A faint scar traced across her shoulder where the Killing Curse had nearly struck her years ago.
Sometimes Lily looked at Harry strangely.
As though she remembered something impossible.
Perhaps she did.
Neither of them ever spoke about that night.
Not directly.
Lily crossed her arms.
“Please tell me nothing is on fire.”
Harry glanced at the smoking remains of the clock.
“Only scientifically.”
She pinched the bridge of her nose.
“You are far too much like your father.”
The words still affected him.
James Potter existed only through stories, moving photographs, and fragments of inherited memory.

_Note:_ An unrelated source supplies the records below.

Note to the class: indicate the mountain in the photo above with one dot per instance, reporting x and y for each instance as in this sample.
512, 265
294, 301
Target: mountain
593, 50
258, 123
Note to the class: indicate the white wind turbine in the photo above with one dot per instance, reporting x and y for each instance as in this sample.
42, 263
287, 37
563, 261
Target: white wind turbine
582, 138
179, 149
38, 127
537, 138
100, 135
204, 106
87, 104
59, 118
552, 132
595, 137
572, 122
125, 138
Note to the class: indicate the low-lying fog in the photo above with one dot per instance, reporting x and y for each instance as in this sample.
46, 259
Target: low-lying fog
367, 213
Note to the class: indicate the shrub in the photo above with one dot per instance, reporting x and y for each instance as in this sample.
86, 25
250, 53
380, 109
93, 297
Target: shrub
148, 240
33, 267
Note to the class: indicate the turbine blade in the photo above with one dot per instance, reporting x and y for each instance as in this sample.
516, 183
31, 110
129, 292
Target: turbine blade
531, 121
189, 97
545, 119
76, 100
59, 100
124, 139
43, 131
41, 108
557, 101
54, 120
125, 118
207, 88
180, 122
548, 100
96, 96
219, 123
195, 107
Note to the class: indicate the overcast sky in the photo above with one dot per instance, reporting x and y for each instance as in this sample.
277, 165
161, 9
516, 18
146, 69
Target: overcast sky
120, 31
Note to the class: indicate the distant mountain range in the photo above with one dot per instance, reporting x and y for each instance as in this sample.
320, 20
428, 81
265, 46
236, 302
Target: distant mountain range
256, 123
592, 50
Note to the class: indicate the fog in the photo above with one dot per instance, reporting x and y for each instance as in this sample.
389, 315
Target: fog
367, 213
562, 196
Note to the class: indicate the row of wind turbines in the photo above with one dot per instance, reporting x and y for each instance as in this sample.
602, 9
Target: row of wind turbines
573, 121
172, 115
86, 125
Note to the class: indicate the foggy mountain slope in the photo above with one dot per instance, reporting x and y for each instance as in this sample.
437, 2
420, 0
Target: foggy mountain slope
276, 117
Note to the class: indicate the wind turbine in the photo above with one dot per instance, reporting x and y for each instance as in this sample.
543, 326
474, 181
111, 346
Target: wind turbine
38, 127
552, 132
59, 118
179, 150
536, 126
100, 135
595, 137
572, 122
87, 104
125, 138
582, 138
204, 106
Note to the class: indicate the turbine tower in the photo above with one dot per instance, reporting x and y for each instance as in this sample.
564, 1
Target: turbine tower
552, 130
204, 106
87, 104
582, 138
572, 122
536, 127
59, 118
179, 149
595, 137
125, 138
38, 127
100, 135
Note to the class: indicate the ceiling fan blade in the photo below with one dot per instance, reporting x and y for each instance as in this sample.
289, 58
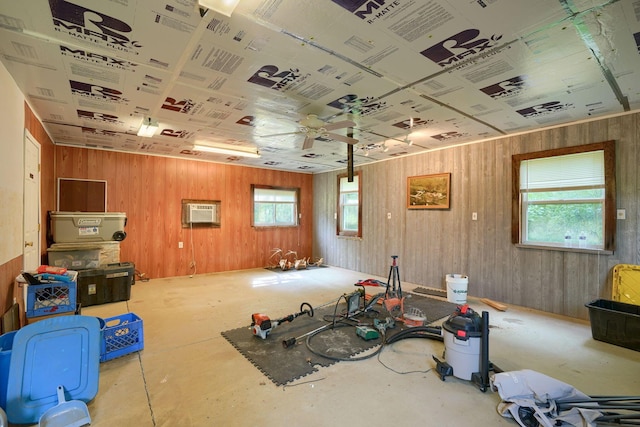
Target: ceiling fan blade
342, 138
308, 142
339, 125
280, 134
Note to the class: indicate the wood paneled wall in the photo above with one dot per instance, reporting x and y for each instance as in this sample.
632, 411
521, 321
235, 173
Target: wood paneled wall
434, 243
47, 178
150, 190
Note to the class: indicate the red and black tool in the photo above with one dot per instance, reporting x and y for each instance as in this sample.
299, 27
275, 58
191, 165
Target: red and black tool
262, 325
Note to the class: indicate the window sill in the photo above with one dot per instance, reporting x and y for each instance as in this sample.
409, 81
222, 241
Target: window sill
346, 236
564, 249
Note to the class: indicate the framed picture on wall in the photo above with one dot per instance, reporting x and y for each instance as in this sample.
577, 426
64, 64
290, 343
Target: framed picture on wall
429, 191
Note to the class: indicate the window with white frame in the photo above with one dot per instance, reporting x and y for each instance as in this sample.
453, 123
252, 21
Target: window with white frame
565, 198
349, 206
274, 206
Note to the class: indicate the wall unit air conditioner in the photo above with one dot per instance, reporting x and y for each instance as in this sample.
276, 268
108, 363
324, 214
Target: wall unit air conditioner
199, 213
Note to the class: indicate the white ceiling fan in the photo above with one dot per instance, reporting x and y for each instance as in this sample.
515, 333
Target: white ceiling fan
313, 127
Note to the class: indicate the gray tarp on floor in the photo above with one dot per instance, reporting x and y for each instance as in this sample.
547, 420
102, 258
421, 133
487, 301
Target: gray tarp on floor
529, 396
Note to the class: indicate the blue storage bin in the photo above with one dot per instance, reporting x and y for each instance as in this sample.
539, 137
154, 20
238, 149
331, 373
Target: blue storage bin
122, 334
6, 344
52, 298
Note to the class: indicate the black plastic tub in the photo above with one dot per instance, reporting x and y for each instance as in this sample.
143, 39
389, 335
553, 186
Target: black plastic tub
615, 322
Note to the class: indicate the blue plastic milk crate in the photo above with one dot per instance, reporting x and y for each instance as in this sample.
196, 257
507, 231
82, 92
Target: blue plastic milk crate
53, 297
122, 334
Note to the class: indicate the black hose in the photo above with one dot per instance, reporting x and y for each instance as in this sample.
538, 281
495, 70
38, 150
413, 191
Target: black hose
429, 332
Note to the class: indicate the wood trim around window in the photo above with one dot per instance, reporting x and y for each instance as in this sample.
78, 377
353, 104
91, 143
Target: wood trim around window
610, 187
339, 211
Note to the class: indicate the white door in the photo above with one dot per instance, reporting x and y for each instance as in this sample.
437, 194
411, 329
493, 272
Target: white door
31, 254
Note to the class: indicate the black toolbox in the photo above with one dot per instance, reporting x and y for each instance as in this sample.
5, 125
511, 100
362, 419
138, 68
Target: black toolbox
119, 277
110, 283
615, 322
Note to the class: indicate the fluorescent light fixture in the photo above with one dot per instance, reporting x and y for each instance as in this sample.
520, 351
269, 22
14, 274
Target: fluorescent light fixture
231, 152
225, 7
148, 128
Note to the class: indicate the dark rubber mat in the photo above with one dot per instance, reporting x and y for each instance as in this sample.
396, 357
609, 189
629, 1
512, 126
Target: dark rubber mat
431, 291
283, 365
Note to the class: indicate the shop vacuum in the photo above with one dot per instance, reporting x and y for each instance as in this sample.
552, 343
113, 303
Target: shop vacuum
466, 343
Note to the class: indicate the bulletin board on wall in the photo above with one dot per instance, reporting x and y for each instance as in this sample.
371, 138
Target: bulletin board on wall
82, 195
201, 213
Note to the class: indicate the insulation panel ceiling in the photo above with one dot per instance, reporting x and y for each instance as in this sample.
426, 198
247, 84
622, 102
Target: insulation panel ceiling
436, 73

But Lily made certain Harry knew who his father truly had been.
Not the legend.
The man.
Brilliant.
Reckless.
Loyal to a fault.
A troublemaker with an impossibly large heart.
“You have a visitor,” Lily said.
Harry blinked.
“At this hour?”
A faint smile touched her lips.
“You’ll see.”
Curious, Harry followed her downstairs.
Potter Cottage felt alive in ways Privet Drive never could.
Warm light filled the kitchen.
Enchanted photographs laughed from the walls.
Books drifted lazily through the sitting room before returning themselves to crowded shelves.
Magic existed openly here.
Comfortably.
Naturally.
It felt like home.
Harry stepped into the living room and stopped.
A massive black dog sat beside the fireplace.
The animal turned toward him.
Then transformed.
Bones shifted.
Fur receded.
And suddenly Sirius Black stood there grinning with dangerous energy dancing in his eyes.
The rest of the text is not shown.